All catalogs are stored as Parquet files to allow fast object lookup.

starplot.data.Catalog dataclass

Catalog of objects

path instance-attribute

path: Path | str

Path of the catalog. If using Hive partitions, this should be a glob (e.g. /data/**/*.parquet).

url class-attribute instance-attribute

url: str = None

Remote URL of the catalog. If the catalog doesn't exist at the path then it'll be downloaded from this URL.

hive_partitioning class-attribute instance-attribute

hive_partitioning: bool = False

If the catalog uses hive partitioning, then set this to True

healpix_nside class-attribute instance-attribute

healpix_nside: int = None

HEALPix resolution (NSIDE)

spatial_query_method class-attribute instance-attribute

spatial_query_method: SpatialQueryMethod = GEOMETRY

Method to use for spatial querying on this catalog.

For relatively small catalogs (less than 1 million objects), the geometry method should have good performance.

For larger catalogs, you can improve querying performance tremendously by defining a healpix_nside on the catalog, and setting this query method to SpatialQueryMethod.HEALPIX

exists

exists() -> bool

Returns true if the catalog path exists, else False.

download

download(silent: bool = False)

Downloads the catalog from its URL to its path

download_if_not_exists

download_if_not_exists(silent: bool = False)

Downloads the catalog only if it doesn't already exist at its path

healpix_ids_from_extent

healpix_ids_from_extent(extent: Polygon | MultiPolygon) -> list[int]

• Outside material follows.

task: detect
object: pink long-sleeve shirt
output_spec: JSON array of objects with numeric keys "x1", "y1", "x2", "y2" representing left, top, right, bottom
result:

Returns HEALPix ids from a given polygon or multipolygon

Parameters:

  • extent (Polygon | MultiPolygon) –

    Polygon or multipolygon to get the HEALPix ids for

Returns:

  • list[int]

    List of integer HEALPix ids that are in the geometry (inclusive)

build

build(
    objects: Iterable[SkyObject],
    chunk_size: int = 1000000,
    columns: list[str] = None,
    partition_columns: list[str] = None,
    sorting_columns: list[str] = None,
    compression: str = "snappy",
    row_group_size: int = 200000,
) -> None

Creates the catalog from an iterable of sky objects. Output is one or more Parquet files.

Parameters:

  • objects (Iterable[SkyObject]) –

    Iterable that contains the sky objects for the catalog

  • chunk_size (int, default: 1000000 ) –

    Max number of objects to write per file

  • columns (list[str], default: None ) –

    List of columns to include in the catalog. Only the columns in this list will be written to the Parquet files.

  • partition_columns (list[str], default: None ) –

    List of columns to create Hive partitions for

  • sorting_columns (list[str], default: None ) –

    List of columns to sort by

  • compression (str, default: 'snappy' ) –

    Type of compression to use -- this is passed directly to PyArrow's Parquet writer.

  • row_group_size (int, default: 200000 ) –

    Row group size for the Parquet files

starplot.data.catalogs.SpatialQueryMethod

Options for spatial querying method

GEOMETRY class-attribute instance-attribute

GEOMETRY = 'geometry'

Use the geometry field

HEALPIX class-attribute instance-attribute

HEALPIX = 'healpix'

Use the healpix_index field